玉画红了眼眶,带着哭腔,她跪下深深地行了一个大礼:“夫人大恩,奴婢们没齿难忘。”
“今日之事,依我对谢毓的了解,当是不会埋怨到你们头上,院里要有人担心,去给王爷王妃通风报信也不必拦。人各有志,我不在乎。”
“是。”
玉画自退下,郑清婉披散着头发,靠着软垫缓慢有节奏地轻敲着桌子,思考着事情。
皇上怪罪她,最主要的是她谋害了皇嗣。太子逝世不久,皇上接着又失了一个未出世的孩子,还在他的眼皮子的底下发生了一切变故,依照皇上的脾性,能让郑清婉全须全尾地回府医治已是仁慈。

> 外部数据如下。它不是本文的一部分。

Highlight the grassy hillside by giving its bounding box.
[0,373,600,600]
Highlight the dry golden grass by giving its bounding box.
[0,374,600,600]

可这并不代表着郑清婉进宫阐述申冤,凭白无据,皇上就会信她。
玫嫔为何无缘无故地非得拉着她硬往水里跳呢?郑清婉尚还没理出头绪。
按理说,玫嫔有孕,就算是脚滑不小心连带着她,也不至于她都把她拉住了还顾自地往下坠去。那做派分明是铁了心地想不要腹中的孩子。
玫嫔有什么理由不要这个孩子?怀上龙种可是多少宫嫔铆足了劲求都求不来的福分啊。
难不成是玫嫔的孩子有问题?郑清婉又猜,但随即摇头自我否认了。
如果龙胎有问题,太医天天请脉,一探便知,犯不着玫嫔处心积虑地跳湖,宫里自有稳妥的处理方式。
郑清婉思来想去,查不出什么关键信息,便拿出了原书有关玫嫔的情节来仔细对照。